I shook my head quickly. Then I had a stroke of genius.
“That’s the thing. I thought I saw signs of another kid, but I don’t want to upset him by asking. You know Barry.”
The frown disappeared. She sighed and leaned across the counter, like she was sharing a secret.
“Poor Pete and Connie have had more tragedy than any family should have a right to, and ending the way they did…it’s just so sad.” She bowed her head. “Sad, sad. There were supposed to be other children, Ricky. Connie wanted a whole house full. But the good Lord had other ideas.”

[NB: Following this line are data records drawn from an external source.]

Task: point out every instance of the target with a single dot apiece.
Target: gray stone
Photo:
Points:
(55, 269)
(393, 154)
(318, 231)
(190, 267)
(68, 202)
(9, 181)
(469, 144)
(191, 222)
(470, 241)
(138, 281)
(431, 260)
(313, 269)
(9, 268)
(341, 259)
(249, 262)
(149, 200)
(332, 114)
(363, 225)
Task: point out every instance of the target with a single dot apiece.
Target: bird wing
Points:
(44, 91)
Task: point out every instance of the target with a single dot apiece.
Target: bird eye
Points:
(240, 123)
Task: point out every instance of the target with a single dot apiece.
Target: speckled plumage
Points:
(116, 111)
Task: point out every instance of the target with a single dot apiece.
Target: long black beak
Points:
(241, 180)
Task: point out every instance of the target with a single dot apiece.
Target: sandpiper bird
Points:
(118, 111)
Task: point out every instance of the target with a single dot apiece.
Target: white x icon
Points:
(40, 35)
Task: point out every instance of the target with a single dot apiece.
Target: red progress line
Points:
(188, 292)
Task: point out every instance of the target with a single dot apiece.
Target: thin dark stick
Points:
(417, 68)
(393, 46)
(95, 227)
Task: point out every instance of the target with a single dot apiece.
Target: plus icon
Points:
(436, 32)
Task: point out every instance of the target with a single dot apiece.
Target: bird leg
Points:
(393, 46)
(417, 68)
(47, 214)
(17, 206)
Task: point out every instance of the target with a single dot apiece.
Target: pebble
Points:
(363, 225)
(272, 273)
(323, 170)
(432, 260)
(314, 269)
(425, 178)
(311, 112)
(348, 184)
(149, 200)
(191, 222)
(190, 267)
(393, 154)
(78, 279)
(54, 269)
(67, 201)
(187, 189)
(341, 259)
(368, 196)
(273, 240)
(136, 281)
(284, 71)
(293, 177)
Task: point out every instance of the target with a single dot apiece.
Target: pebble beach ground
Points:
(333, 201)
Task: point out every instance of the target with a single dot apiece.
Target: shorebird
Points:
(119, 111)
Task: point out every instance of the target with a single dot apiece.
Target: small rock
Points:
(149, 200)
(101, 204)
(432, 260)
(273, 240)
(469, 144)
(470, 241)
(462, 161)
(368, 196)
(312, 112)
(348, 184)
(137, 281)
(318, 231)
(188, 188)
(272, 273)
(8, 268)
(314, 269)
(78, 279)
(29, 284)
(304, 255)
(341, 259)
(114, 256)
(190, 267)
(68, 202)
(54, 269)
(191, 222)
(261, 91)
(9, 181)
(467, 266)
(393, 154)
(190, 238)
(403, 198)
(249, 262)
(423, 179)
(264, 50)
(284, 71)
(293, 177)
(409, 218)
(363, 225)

It wasn’t often Aunt Penny brought up the good Lord. She figured if he was running things, he wasn’t doing that good a job and she was better off doing it herself. But sometimes people are funny when it comes to life and death.
“What happened?”
“Started years ago, when Connie lost her first child. Girl, stillborn.” She stopped and looked at me. Like she was trying to decide how much to say. “Pete loved Connie, don’t get me wrong. But it’s no secret he was a drinker, even back then. I’m not saying he caused it. Might have been just the stress of all his yelling, but anyway, the birth was rough. Wrecked up Connie’s insides so the doctors weren’t sure she’d ever have another. Then along came two boys, Barry and his younger brother, I forget his name. Cute little boy, Connie’s favorite. Blond like her, where Barry’s burly and dark like his dad. Things were looking up. Connie was never strong, but in those years I remember she came out of herself.”
I was holding my breath, like it would stop the awful thought running through my head. There was no younger brother when Barry and I were at school. Aunt Penny looked sad. Ed Higgins from the bank came in. She didn’t laugh at any of his jokes and waited for him to go before she sank back on her stool. She rubbed her arms as if they were sore.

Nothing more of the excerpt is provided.